NIR will often show up features that are invisible to the naked eye. An example of this is modification to a document as a result of fraud or forgery. This might be detectable using reflective infrared photography or by changes in infrared fluorescence, which can also be photographed. Similarly, faded or writing on charred paper may become visible using NIR techniques. Some inks are transparent to NIR and this can provide a way of examining otherwise obliterated portions of documents.

Medicine

Since NIR penetrates a few millimeters into the skin and may be reflected differently by skin pigmentation, thus it can be used as a diagnostic aid. Patterns of blood vessels near the surface can be seen. Infrared photos have proved useful in showing changes in blood vessels caused by a variety of conditions including breast cancer, cirrhosis of the liver, and varicose veins. NIR can pass through eye defects such as some cataracts and cloudy corneas. Because the pupil does not react to NIR, studies of pupil dilation in very low light can be carried out.

Zoology and botany

The penetrative powers of NIR can aid photomicrography of specimens such as small insects by allowing a view through the insect’s chitin, or hard external skeleton. On a larger scale, some insects and even larger animals that are difficult to see because they blend into their surroundings can become easily visible using NIR.

Thermal imaging

The essential thing about thermal imaging in the FIR is that objects are detected by means of the radiation that they emit because they are warm. FIR images of a scene may share some features with a visible or NIR image but this is superficial. The way in which objects—solids, liquids, dust, and gas—absorb, reflect, refract, or scatter visible light has little influence on the formation of a thermal image, so thermal infrared images do not look like normal photographs. However, many regions of the FIR spectrum are strongly absorbed by the atmosphere and are affected by humidity, so the full FIR range is only accessible from space.

All objects that are warmer than absolute zero (0K, -273 °C) emit some radiation because of the thermal motion of their constituent atoms. The warmer an object is, the more vigorous the thermal vibration and the more radiation is emitted, over an increasing range of wavelengths. As the temperature increases it will eventually extend into the visible region, where it is first seen as dull red (red-hot). Long before red heat is reached, warm objects emit radiation in the FIR part of the spectrum which extends from about two to over 30 µm (microns, millionths of a meter).

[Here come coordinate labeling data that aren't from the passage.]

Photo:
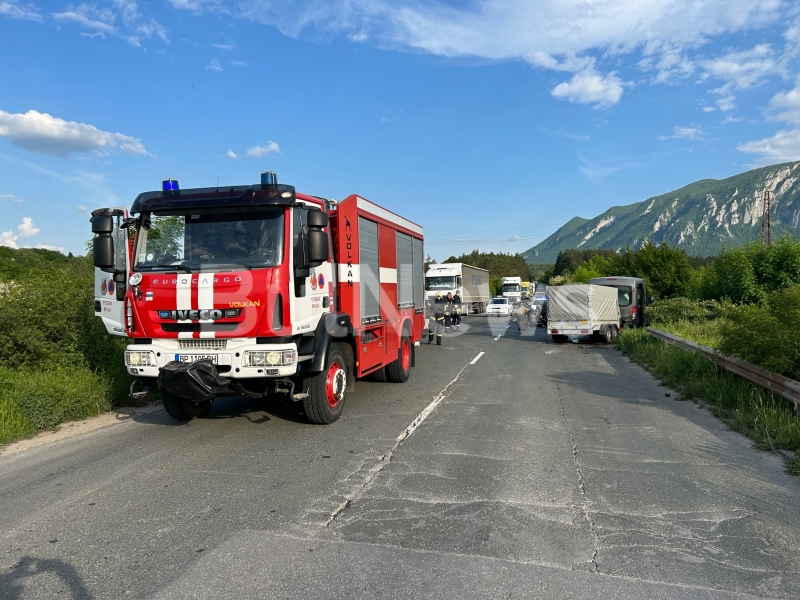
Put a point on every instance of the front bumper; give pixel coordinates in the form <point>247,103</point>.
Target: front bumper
<point>228,355</point>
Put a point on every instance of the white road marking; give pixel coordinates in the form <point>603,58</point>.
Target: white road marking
<point>429,409</point>
<point>359,490</point>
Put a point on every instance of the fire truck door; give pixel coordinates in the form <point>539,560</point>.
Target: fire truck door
<point>311,293</point>
<point>109,295</point>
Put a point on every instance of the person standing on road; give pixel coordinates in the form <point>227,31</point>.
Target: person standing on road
<point>448,312</point>
<point>521,315</point>
<point>435,312</point>
<point>457,312</point>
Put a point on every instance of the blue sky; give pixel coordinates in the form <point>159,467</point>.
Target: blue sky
<point>491,122</point>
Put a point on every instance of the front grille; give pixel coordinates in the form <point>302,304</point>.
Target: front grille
<point>203,344</point>
<point>192,327</point>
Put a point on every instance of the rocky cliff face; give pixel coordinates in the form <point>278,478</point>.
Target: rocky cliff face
<point>702,218</point>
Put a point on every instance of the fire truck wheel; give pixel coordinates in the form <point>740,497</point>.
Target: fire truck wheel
<point>183,409</point>
<point>327,390</point>
<point>399,370</point>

Thermal imaging in the FIR thus detects and displays patterns of heat radiated by objects and the environment. This means that if an object is at a different temperature when compared to its surroundings it can be “observed” and its temperature measured by means of its radiated energy. In general, the cooler an object, the longer the wavelength it emits, and the more complex is the equipment required to acquire an image. This becomes obvious when it is realized that the imaging optics and camera itself may be warm enough to be FIR radiators themselves.

For all these reasons a good deal of FIR imaging is confined to specialist technical applications, where the complexities of cooling an imaging system with liquid nitrogen or even liquid helium are acceptable. However, not all FIR imaging requires cryogenic cooling and many manufacturers offer cameras for less demanding applications. Many commercial uncooled IR sensors operate in the 8 to 12 µm range, where source energy is high and atmospheric absorption is low. With a strong signal, it is possible to discriminate quite small temperature differences, such as heat leaks from buildings and changes in skin temperature due to poor blood circulation. These imagers are sturdy and versatile enough to be used by firefighters searching for people who are alive but unconscious in smoke-filled buildings, and to detect intruders at night. Even a hand placed briefly on a surface will leave a heat trace, briefly visible as a hand-print in the FIR.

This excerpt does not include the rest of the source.